Nos retratos de Tom Jobim, ele captura a aura melódica e tranquila do maestro da bossa nova, sugerindo a pausa e o silêncio que são tão vitais quanto as notas. Em contraste, as pinturas de Keith Richards refletem a energia crua e rebelde do lendário guitarrista dos Rolling Stones, onde o traço e a sombra parecem vibrar com o riff de uma guitarra. Já as obras de Chet Baker mergulham na introspecção e na melancolia do jazz, transformando a luz e a sombra em um lamento visual.

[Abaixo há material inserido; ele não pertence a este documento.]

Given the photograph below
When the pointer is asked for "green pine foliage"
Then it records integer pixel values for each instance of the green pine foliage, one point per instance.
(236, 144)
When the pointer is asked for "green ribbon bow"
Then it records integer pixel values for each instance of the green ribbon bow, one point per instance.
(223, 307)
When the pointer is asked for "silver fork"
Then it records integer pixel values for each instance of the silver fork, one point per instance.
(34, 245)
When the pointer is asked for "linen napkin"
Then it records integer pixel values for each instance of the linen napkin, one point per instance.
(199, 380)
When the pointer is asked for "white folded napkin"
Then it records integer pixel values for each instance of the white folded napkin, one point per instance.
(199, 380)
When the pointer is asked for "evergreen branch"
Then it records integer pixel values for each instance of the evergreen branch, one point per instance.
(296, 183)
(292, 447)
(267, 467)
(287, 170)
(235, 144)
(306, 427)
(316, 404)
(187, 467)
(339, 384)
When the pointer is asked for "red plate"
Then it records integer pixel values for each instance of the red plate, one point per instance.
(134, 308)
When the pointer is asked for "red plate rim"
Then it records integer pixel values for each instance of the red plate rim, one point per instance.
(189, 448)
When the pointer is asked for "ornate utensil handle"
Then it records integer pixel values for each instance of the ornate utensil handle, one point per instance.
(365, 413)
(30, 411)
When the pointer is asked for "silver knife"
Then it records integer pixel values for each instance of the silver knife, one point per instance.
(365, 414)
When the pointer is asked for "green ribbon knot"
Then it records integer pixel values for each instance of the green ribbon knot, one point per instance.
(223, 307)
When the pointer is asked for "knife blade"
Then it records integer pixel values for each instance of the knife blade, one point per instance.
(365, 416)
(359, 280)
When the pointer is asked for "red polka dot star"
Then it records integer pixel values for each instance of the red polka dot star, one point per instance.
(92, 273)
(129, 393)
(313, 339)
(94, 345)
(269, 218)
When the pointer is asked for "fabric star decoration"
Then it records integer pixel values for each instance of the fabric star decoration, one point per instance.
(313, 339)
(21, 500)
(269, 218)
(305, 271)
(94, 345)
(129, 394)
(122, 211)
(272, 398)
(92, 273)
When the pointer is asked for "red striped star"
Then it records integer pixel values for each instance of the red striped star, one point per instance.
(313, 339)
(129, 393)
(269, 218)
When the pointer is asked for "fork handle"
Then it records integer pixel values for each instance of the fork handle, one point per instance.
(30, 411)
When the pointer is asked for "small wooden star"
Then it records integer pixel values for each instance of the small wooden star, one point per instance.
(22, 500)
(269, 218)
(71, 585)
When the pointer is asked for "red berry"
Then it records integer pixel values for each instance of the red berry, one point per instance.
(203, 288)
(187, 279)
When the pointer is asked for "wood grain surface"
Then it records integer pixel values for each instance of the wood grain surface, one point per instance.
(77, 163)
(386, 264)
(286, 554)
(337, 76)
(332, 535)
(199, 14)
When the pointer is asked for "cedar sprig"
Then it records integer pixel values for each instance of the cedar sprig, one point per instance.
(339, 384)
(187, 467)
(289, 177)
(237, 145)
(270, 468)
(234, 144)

A escolha pela monocromia é, aqui, um ato de reverência. Cores poderiam distrair; o preto e branco, contudo, é a linguagem da memória e da eternidade. É como se Moreno revelasse o negativo da alma desses artistas. Em Cartola e Nelson Cavaquinho, o artista esculpe a dignidade do samba e a poesia das ruas com uma iluminação quase cinematográfica, onde cada sombra conta uma história de boemia e resistência. Já em Chet Baker e Miles Davis, a fumaça do jazz parece ter sido usada como pigmento, criando uma atmosfera de introspecção que convida o espectador a fechar os olhos e imaginar o sopro do trompete.
Diante de suas telas, a visão transmuta-se em audição. Ele nos recorda que a música, antes de ser som, é uma vibração interna, uma presença física que desloca o ar. Em seus retratos, essa presença é tão tátil que a imagem parece vibrar em uma frequência audível. Moreno não pinta músicos; ele pinta a música que os habita e os consome, transformando óleo e tela em uma partitura visual que ecoa perpetuamente na retina.